While my social life is on the upswing in the most wonderful of ways, my knitting has been less than productive… my Clapotis is still languishing on the needles. FLS is growing in stature, but each row is L-O-N-G and this is not an easy to “take along” project. I have cast on a sock, but I am past the point of mindless stockinette and in the midst of cables – rending this project useless as an “easy knit.” I am restless and searching but I managed to find some shiny objects at The Twist Collective that ended up in my queue. It seems that my Cast-on-itis is flaring up again.

Finally, I stumbled upon the most hilarious of events… Wait, Wait…Don’t Tell Me proved an unwitting accomplice to Mo Rocca and his knitting faux pas a couple of weeks ago. Mo’s comments brought a barrage of comments worthy of mention on the following weeks show and Mr. Rocca constructed a well worded, if albeit misguided, apology in which he blamed Alpacas for his dislike of hand knit items. This prompted me to write in to offer my meager assistance to Mr. Rocca, which led to some hilarity for my week – and being short on blog fodder and in my promise to another, more special person, I am offering this up to my readership as a blog bone for the dry season.

My letter to the Wait, Wait Staff:

Dear Wait, Wait… Don’t Tell Me Staff,

I am a knitter, spinner, and weaver and I felt it imperative that I help you with Mr. Rocca’s Alpaca blunder on this week’s show… Alpaca is one of the softest and non-scratchy of fibers and a sweater knit from that would be truly a thing that the other members of your panel would be most envious of.

Mr. Rocca should count himself fortunate to have had such a warm and affectionate bed companion whilst he was overseas!

I thought I should give you a heads up before Ravelry or the Society for the Prevention of Cheap Comic Humor of Alpaca’s started their email barrage!

I would be happy to send you some socks knit with Alpaca for Mr. Rocca – however he would find himself in such a blissful state that he might prove useless to you as a Panel Member in the future.

Regards,

AsKatKnits

To which they replied:

Hello Kathy–

We apologize for Mo’s ignorance of livestock, weaving, and the whole knitting world.  I can assure you that Mo means well and is doing his best to win the knitting community over.

Thanks for listening to the show and writing in!  We love learning more about alpacas and knitting.

Best–

WaitWait

With that, Gentle Reader, I bid you adieu and go to spread Knitterly Love with the world around me and in the words of the Divine Brenda Dayne, ‘if you are cold, put on a sweater!’ Yes, life is practically perfect in every way.

Anticipation is making me wait…

Merriam-Webster defines anticipation as “the act of looking forward; especially: pleasurable expectation”

Did you ever feel like you were standing on the edge of something truly incredible?

As I left work this morning the smell of spring was in the air, riding softly on the morning breeze, creeping in quietly as Old Man Winter struggles to hold on with icy fingers.

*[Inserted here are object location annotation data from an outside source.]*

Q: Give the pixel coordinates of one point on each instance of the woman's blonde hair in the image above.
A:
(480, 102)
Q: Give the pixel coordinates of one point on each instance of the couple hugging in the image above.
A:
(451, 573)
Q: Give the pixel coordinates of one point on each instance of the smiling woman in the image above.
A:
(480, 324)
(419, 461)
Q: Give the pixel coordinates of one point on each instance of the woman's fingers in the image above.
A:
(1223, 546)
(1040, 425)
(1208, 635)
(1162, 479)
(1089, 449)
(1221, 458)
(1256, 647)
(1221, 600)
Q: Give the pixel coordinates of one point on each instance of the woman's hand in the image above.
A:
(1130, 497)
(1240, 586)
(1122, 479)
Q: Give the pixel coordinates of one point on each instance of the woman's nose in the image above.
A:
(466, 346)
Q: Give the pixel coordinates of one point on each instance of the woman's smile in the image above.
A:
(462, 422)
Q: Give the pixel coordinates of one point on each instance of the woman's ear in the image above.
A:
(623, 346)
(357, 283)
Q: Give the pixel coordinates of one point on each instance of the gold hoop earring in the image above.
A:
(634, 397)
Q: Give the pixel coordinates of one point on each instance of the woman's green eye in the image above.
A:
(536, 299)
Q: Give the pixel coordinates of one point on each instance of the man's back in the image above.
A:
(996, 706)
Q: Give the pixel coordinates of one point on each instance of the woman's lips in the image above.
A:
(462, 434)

Something you are sure you have never experienced before but you can feel it growing as a stream does with each droplet of water that, with the sun’s gentle glow, thaws from the icy winter snows.

I looked to the east as I made my way across the parking lot to my car and a gloriously beautiful sunrise was greeting the day, kissing the earth and giving a rosy blush to the snowy blanket of white that covers her – the promise of a new day quietly unfolding.

Did you ever want to slow life down so that you could immerse yourself totally in the wonder that is unfolding before you?

It seems that I am standing on the edge of incredible – anticipation is casting rays of ‘pleasurable expectation’ over me and I find myself wanting to bask in the glow as I, like the long frozen ground welcomes the harbinger of spring. I do not want to rush headlong into the experience however, I find myself hoping against hope that time stands still so I can savor each emotion, absorb every tiny nuance, and become completely engulfed in the wonder that surrounds me.